贺绥还不知道自己让人给盯上了,同老李头一起出了局子,时间已经不早了,公交车已经没有了,贺绥跟老李头商量了一下,难得奢侈的打了回出租车。
索性距离也算不上太远,出租车费用也就刚超出起步价一块钱。
老李头虽然身体不错,可今晚见到了那么些吓人的画面,在警察局休息了一会儿也还没缓过神来,再走路吹夜风,怕是明天就爬不起来了。
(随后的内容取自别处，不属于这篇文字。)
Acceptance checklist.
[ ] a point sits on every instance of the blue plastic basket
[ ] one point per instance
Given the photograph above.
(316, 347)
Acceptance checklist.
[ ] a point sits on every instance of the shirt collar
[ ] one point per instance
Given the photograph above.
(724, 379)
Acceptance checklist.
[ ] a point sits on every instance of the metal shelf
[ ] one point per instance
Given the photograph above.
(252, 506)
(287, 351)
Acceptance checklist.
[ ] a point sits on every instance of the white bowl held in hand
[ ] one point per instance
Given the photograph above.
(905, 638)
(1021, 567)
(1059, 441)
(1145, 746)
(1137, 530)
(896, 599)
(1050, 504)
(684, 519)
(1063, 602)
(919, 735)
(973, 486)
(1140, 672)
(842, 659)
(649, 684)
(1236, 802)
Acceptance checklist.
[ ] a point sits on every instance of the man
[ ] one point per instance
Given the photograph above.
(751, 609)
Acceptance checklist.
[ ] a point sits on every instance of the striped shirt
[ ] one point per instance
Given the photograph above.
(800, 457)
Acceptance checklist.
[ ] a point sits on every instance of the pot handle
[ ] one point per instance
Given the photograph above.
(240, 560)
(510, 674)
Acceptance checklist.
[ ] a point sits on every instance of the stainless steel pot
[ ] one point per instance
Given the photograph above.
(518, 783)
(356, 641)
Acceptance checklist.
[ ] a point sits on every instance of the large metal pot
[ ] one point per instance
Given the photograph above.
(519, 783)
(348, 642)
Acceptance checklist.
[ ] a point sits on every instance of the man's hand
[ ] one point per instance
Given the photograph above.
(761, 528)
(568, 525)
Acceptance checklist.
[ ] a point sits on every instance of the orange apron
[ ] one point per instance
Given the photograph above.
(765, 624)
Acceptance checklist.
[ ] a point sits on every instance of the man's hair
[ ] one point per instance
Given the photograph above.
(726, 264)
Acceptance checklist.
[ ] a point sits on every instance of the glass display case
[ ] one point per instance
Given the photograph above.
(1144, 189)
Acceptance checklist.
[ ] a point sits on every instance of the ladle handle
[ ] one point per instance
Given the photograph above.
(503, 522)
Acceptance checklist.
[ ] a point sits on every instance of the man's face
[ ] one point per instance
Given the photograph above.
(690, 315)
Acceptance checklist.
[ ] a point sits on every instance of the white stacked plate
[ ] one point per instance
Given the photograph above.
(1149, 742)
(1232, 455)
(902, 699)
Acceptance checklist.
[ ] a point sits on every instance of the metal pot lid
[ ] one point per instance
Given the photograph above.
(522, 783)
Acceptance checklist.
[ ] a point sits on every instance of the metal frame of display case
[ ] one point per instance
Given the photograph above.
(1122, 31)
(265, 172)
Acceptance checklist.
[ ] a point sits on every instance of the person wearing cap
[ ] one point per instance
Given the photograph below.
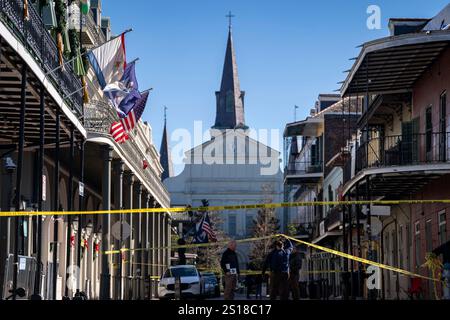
(230, 267)
(277, 262)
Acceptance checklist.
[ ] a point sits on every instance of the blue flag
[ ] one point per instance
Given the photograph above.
(125, 93)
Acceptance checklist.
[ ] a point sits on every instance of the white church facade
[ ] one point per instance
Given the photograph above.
(232, 168)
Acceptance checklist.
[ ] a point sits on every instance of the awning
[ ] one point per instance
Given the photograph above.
(326, 235)
(306, 128)
(394, 64)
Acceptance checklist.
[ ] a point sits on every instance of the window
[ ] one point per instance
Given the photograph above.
(428, 236)
(428, 130)
(249, 225)
(330, 195)
(443, 127)
(394, 249)
(401, 247)
(417, 244)
(442, 227)
(232, 225)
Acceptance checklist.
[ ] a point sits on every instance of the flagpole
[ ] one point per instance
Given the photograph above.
(148, 90)
(86, 52)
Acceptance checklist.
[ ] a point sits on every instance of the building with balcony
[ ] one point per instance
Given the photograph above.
(315, 152)
(57, 155)
(231, 168)
(402, 147)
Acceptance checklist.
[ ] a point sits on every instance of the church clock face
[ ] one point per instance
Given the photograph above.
(230, 101)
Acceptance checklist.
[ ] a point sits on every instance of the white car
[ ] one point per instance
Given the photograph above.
(189, 280)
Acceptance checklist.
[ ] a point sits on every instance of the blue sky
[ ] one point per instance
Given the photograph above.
(288, 51)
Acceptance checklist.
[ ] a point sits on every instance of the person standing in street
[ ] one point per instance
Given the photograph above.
(295, 264)
(230, 267)
(277, 262)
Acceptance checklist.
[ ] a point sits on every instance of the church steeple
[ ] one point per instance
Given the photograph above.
(164, 152)
(230, 98)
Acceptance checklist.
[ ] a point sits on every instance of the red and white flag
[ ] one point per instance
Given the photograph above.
(118, 132)
(129, 122)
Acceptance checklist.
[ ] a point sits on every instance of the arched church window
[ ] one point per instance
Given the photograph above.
(230, 101)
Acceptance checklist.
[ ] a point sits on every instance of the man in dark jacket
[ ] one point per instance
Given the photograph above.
(230, 267)
(278, 263)
(295, 264)
(444, 250)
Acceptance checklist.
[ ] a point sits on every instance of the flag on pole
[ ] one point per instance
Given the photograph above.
(109, 61)
(204, 232)
(124, 94)
(120, 129)
(145, 164)
(207, 227)
(85, 6)
(118, 133)
(129, 122)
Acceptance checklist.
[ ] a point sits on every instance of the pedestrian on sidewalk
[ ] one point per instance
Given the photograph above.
(295, 264)
(444, 250)
(277, 262)
(249, 281)
(230, 267)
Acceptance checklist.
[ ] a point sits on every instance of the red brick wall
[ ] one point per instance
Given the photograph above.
(439, 189)
(428, 89)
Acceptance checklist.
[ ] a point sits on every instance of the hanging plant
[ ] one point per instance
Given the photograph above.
(433, 264)
(61, 28)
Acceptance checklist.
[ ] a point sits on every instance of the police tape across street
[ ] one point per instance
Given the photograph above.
(222, 208)
(311, 245)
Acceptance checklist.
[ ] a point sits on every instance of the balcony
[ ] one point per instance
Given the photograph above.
(334, 218)
(98, 120)
(303, 173)
(40, 44)
(401, 165)
(92, 35)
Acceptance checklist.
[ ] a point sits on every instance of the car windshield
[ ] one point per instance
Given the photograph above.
(181, 272)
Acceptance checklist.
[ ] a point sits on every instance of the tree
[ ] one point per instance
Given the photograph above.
(209, 257)
(265, 225)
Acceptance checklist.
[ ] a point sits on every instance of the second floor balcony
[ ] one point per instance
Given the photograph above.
(98, 120)
(404, 150)
(399, 165)
(305, 172)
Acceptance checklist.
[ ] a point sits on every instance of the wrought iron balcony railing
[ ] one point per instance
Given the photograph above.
(40, 44)
(403, 150)
(94, 31)
(303, 168)
(98, 119)
(334, 216)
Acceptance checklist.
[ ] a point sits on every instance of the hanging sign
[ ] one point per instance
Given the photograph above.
(81, 189)
(44, 188)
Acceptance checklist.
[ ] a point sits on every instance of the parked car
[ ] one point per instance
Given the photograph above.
(210, 284)
(189, 282)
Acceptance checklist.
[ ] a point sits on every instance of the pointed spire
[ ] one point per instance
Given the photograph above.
(164, 152)
(230, 98)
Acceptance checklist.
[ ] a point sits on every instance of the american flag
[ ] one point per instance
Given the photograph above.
(129, 122)
(119, 130)
(207, 227)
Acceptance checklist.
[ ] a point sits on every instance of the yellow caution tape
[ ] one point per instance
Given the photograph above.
(221, 208)
(315, 246)
(361, 260)
(189, 246)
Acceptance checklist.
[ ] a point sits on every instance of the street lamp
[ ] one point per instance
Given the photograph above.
(89, 228)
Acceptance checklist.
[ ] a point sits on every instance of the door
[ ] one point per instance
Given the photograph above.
(443, 128)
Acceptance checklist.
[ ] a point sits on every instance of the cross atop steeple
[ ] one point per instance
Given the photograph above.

老李头虽然节省,可也知道自己不能生病,病了家里可就真没个赚钱养家的人了。
至于贺绥存到他卡上的那几万块钱,老李头可一点想法都没产生过。
医院里又发现了死者,医院院长当然需要过来配合检查,院长接到电话之后没有立马过去,焦急的在家里的书房里转了几圈,然后一咬牙,小心翼翼的拨通了一个电话。
“喂大师,小林是不是犯了什么错?他年纪轻不懂事,您也不用下手这么狠吧……”
不知道那边说了什么,院长脸色一变,腮帮子抖了抖,嗓音都飘了,“不是您?那、那小林怎么?”
“小林今晚没了!昨晚上老刘也不是您动的手?”
等到那边给予了回答,院长这下是真对慌了神了,“怎么会这样,那到底是谁动的手?”